WASHINGTON, January 26, 2010 ( – Speaking with (LSN) after the Vigil for Life Mass last week, Lexington Bishop Ronald Gainer said that the Church has been “patient enough” with outspokenly pro-abortion Catholic House Speaker Nancy Pelosi.

LSN questioned Bishop Gainer on whether Pelosi should be denied communion due to her public stance as a ‘pro-choice’ Catholic.
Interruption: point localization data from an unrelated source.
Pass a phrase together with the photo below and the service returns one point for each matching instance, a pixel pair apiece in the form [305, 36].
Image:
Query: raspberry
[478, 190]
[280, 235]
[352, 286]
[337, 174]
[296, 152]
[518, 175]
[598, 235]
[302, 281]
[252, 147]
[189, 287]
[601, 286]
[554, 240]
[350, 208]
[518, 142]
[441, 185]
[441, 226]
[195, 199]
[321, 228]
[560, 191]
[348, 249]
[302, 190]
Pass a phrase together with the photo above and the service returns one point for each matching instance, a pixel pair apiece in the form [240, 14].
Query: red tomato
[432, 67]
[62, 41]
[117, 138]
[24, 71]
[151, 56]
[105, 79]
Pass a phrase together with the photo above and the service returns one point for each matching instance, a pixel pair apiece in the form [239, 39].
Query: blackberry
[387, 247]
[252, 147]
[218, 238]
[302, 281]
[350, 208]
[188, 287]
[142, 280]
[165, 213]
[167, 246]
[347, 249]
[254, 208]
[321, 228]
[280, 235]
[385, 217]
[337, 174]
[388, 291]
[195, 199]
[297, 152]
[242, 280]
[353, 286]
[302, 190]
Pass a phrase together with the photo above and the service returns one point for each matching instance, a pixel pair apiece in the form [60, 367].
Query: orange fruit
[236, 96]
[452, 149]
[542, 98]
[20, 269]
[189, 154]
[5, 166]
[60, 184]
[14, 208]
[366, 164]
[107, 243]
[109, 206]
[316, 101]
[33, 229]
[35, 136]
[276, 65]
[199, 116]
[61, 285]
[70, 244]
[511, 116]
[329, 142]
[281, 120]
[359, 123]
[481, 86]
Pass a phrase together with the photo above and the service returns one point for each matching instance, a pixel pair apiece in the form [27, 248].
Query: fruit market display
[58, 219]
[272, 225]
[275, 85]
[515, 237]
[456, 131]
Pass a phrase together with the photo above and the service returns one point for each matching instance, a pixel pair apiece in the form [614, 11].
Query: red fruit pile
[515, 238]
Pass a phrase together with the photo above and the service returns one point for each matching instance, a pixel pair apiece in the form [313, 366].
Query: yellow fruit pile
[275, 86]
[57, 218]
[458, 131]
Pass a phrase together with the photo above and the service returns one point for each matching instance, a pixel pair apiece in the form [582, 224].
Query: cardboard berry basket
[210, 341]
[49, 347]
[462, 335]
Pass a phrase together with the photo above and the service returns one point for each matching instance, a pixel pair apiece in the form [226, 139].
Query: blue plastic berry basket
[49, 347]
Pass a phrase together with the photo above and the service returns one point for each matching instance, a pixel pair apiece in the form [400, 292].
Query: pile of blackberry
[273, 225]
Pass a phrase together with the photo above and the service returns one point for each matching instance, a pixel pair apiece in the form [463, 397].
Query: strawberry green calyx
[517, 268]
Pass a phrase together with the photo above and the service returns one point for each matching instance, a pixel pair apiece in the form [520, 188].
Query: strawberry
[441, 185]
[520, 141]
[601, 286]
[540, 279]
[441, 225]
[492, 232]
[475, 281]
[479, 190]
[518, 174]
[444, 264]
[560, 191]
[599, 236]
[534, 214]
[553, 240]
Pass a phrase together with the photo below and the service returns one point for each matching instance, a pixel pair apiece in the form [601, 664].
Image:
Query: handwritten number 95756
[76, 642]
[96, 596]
While acknowledging that it was up to her local bishop, the Lexington prelate did say that “something should be done.”

Pelosi’s latest salvo claiming to support abortion and yet be a faithful Catholic came in a December Newsweek interview. “I am a practicing Catholic,” she said, while suggesting that this made the U.S. bishops uncomfortable. “I practically mourn this difference of opinion,” she said regarding her conflict with the Church over abortion, “because I feel what I was raised to believe is consistent with what I profess, and that is that we are all endowed with, a free will and a responsibility to answer for our actions.” She added: “And that women should have that opportunity to exercise their free will.”

Reacting to Pelosi’s stance, Bishop Gainer said, “to make these public statements is a betrayal of our Catholic faith and discipline.” The bishop noted that her position was a “contradiction” and stressed that “our Church is clear on what the teachings are regarding the sanctity of life, on the inviolability of human life.”

On the question of denying Pelosi communion for her betrayals, Bishop Gainer said he understood that such actions on the part of the Church are often spun to make a martyr of those denied communion, by falsely painting the Church as being heavy-handed.

Nevertheless, he said, “the bishops have an obligation to stand up for the Church’s teaching and when we have such a broad and public consistent denial of our Church’s moral position it would seem to indicate that we’ve been patient enough and something should be done.”

Bishop Gainer noted more than once that such actions were the responsibility of Pelosi’s local bishop. “I’m grateful that we’re in Kentucky where certainly our national senators have been very pro-life – we’re blessed,” he added.

Pelosi’s bishop, Archbishop George Niederauer of San Francisco, did publicly correct the House speaker after the Newsweek interview. “It is entirely incompatible with Catholic teaching to conclude that our freedom of will justifies choices that are radically contrary to the Gospel — racism, infidelity, abortion, theft,” he said in a column for his diocesan newspaper. “Freedom of will is the capacity to act with moral responsibility; it is not the ability to determine arbitrarily what constitutes moral right.”